Dawn Reader

Dawn Reader
from Open Door Coffee Co.; Hudson, OH; Oct. 26, 2016

Saturday, July 2, 2016

A Harry Potter Anniversary, 4 (and final)


A couple of days ago marked the anniversary of the publication of the 1st Harry Potter novel in 1997. And I began "serializing" a speech I made at Western Reserve Academy about my experiences reading HP. In that first installment I wrote about how I'm an obsessive reader of an author's complete works; in the second, about other authors’ complete works I’d read—especially Anthony Trollope; in the third, about hat was it that made me cave, that made me read all of Potter? Reminder; I delivered this speech at Western Reserve Academy on May 4, 2012.

Next day I bought the books.  And by the first of August, as I’ve already said, I’d read the entire Potter-saga.

And I was weeping.
Crying like a sissy.  Like grandson Logan seeing a costumed lunatic on stilts.
The whole damn thing just got to me.
Yes, the stories are derivative—what fantasy novels aren’t?  And, yes, Rowling often tells us more than we want or maybe even need to know.  But—and here I believe is her greatest asset as a writer for young readers—she tells the truth.  By the time children can read, and surely by the time they have advanced very far in school, they know this world is not always a good place.  They know they are sometimes hurt by people who love them; they know they can’t trust everyone, even people in their own homes; they know that people have secrets; they know that “bad” people sometimes do good things, that “good” people sometimes do bad ones.  They know the meaning of fear.  They know that if they tell the truth and say what they believe, they will probably suffer.  They know that if they are not like everyone else, they will suffer.  They know that no matter what they do, they will suffer.  They know that cheaters can win.  That liars can get away with it.  Yet they also know that it’s still better to be on the right side, no matter what.  Better to battle Voldemort and be scared and scarred than to join him and be destroyed.
This is the world whose geography J. K. Rowling charts in the Harry Potter books.  It is a fantasy world more real than what exists in many “realistic” novels—or certainly on “reality television.”  It is a world that children live in.  And they recognize it immediately.  I know I did.

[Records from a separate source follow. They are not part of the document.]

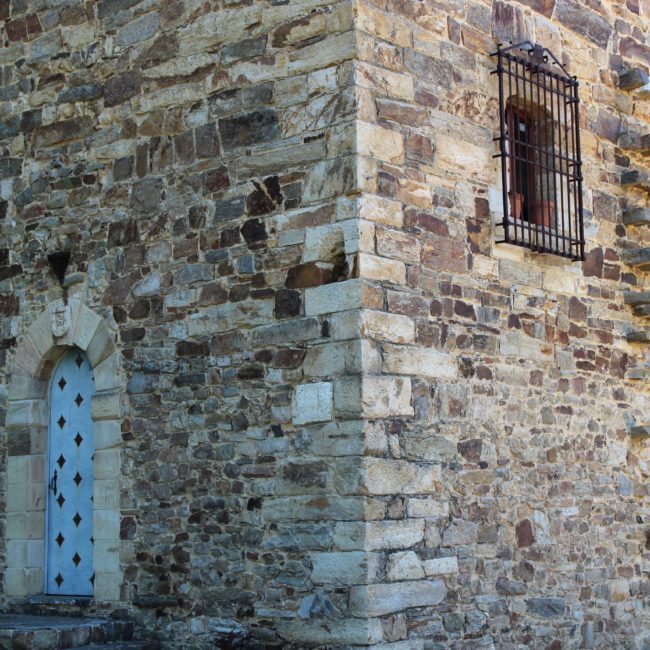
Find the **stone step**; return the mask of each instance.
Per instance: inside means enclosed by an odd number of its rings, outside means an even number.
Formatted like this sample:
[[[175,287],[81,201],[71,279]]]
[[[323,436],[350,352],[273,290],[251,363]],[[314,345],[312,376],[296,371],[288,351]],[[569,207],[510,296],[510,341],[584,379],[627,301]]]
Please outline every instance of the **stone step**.
[[[618,87],[621,90],[638,90],[649,83],[648,73],[642,68],[627,68],[618,73]]]
[[[158,641],[110,641],[108,643],[91,643],[82,645],[77,650],[160,650]]]
[[[623,212],[626,226],[643,226],[650,224],[650,208],[630,208]]]
[[[625,338],[629,343],[650,343],[650,330],[629,332]]]
[[[0,614],[0,650],[79,648],[133,638],[131,621],[72,616]]]
[[[634,187],[650,192],[650,174],[646,169],[630,169],[621,174],[621,187]]]
[[[650,438],[650,424],[638,424],[630,429],[633,438]]]
[[[639,271],[650,271],[650,248],[633,248],[622,251],[621,259]]]
[[[650,133],[639,133],[638,131],[621,131],[618,137],[618,146],[626,151],[647,156],[650,154]]]

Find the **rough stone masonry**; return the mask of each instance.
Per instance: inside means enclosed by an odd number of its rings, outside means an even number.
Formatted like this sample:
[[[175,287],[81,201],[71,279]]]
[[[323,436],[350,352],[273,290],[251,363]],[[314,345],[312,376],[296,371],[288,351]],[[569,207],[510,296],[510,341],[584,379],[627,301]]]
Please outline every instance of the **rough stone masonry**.
[[[622,261],[650,232],[623,225],[647,192],[619,141],[650,101],[617,86],[650,67],[648,0],[0,21],[4,609],[43,592],[35,395],[77,345],[106,391],[90,611],[169,648],[650,647],[648,353],[623,299],[648,279]],[[495,244],[489,55],[524,39],[580,83],[584,263]],[[69,339],[34,325],[61,248]]]

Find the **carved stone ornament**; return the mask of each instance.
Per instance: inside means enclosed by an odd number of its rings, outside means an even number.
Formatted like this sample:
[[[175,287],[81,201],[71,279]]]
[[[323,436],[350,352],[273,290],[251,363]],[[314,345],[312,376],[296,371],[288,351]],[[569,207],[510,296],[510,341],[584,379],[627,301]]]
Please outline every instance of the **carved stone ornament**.
[[[50,315],[50,329],[56,338],[65,336],[72,324],[72,310],[63,300],[55,300],[48,306]]]

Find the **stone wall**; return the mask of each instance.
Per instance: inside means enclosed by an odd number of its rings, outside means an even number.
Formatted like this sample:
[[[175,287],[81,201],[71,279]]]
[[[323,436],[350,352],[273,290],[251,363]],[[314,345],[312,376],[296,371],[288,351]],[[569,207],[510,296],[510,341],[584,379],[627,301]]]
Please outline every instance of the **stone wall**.
[[[395,648],[645,647],[649,453],[629,430],[650,405],[626,373],[647,352],[623,291],[647,276],[620,254],[648,245],[621,225],[646,195],[621,189],[639,160],[617,143],[621,122],[648,132],[650,105],[616,81],[650,63],[649,19],[636,2],[358,4],[360,189],[382,206],[364,277],[387,314],[366,371],[408,393],[370,414],[366,476],[386,519],[368,614]],[[582,264],[494,244],[489,54],[525,39],[580,82]]]
[[[3,410],[17,346],[62,295],[46,254],[68,248],[75,296],[116,330],[124,375],[121,582],[97,608],[170,647],[282,645],[277,621],[347,607],[328,553],[355,544],[335,522],[364,512],[347,392],[361,344],[353,314],[328,314],[364,292],[346,198],[352,19],[351,3],[318,0],[0,8]],[[349,291],[329,305],[339,281]],[[24,432],[5,430],[10,457],[43,449],[42,430]],[[3,476],[2,505],[22,480]],[[42,583],[2,537],[15,606]]]
[[[642,647],[617,142],[650,112],[616,79],[650,7],[592,4],[0,8],[3,408],[49,250],[121,352],[97,609],[170,647]],[[520,38],[581,83],[582,264],[494,244],[489,53]]]

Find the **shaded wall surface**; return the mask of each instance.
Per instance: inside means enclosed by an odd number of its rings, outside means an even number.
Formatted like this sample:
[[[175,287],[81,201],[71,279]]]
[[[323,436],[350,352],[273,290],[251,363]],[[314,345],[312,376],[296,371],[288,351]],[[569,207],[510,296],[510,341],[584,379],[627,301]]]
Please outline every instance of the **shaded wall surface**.
[[[170,647],[645,647],[647,352],[623,295],[647,280],[622,257],[650,234],[623,225],[647,199],[621,134],[650,103],[617,81],[650,65],[647,2],[0,20],[3,404],[62,295],[51,250],[120,352],[119,584],[95,609]],[[523,39],[580,82],[583,263],[494,243],[489,54]],[[39,592],[4,573],[6,607]]]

On the night of Monday, October 22, 2007, almost exactly three months after I polished off Potter, I savor, in bed, the last sentence of Trollope’s last, unfinished novel, The Landleaguers, a bit of dialogue.  A man says: … they don’t lave a por boy any pace.
And that’s it.  And Anthony Trollope’s last published word … peace.
I get out of bed, walk over to the study of my wife, who is writing, eyes locked on her screen.  I hold The Landleaguers before me, fanning its pages.  Joyce hears, turns, sees me and the book.  Sees the tears in my eyes.  She knows that look.  She’s seen it before.  And, months (years?) hence, I hope she’ll see it again.

Perhaps she will  For now rising near my bed is a new pile—a tower of Richard Powers’ novels.  His first?  1985: Three Farmers on Their Way to a Dance.
As I finger that first volume, whose cover shows an old photograph of three young farmers in their dark ill-fitting suits walking down a country road, the title makes me think of the very end of Shakespeare’s Much Ado About Nothing.  A wedding is about to commence—weddings often mark the end of Shakespeare’s comedies, a device still popular—and the happy bridegroom, Benedick, decides he wants to dance before the service.  And so he cries out: Strike up, pipers!
And then everyone just dances and dances and dances …

**Note: I read several of Powers' novels (which I loved), then got sidetracked and was reading all of John O'Hara ... I'll get back to RP, though!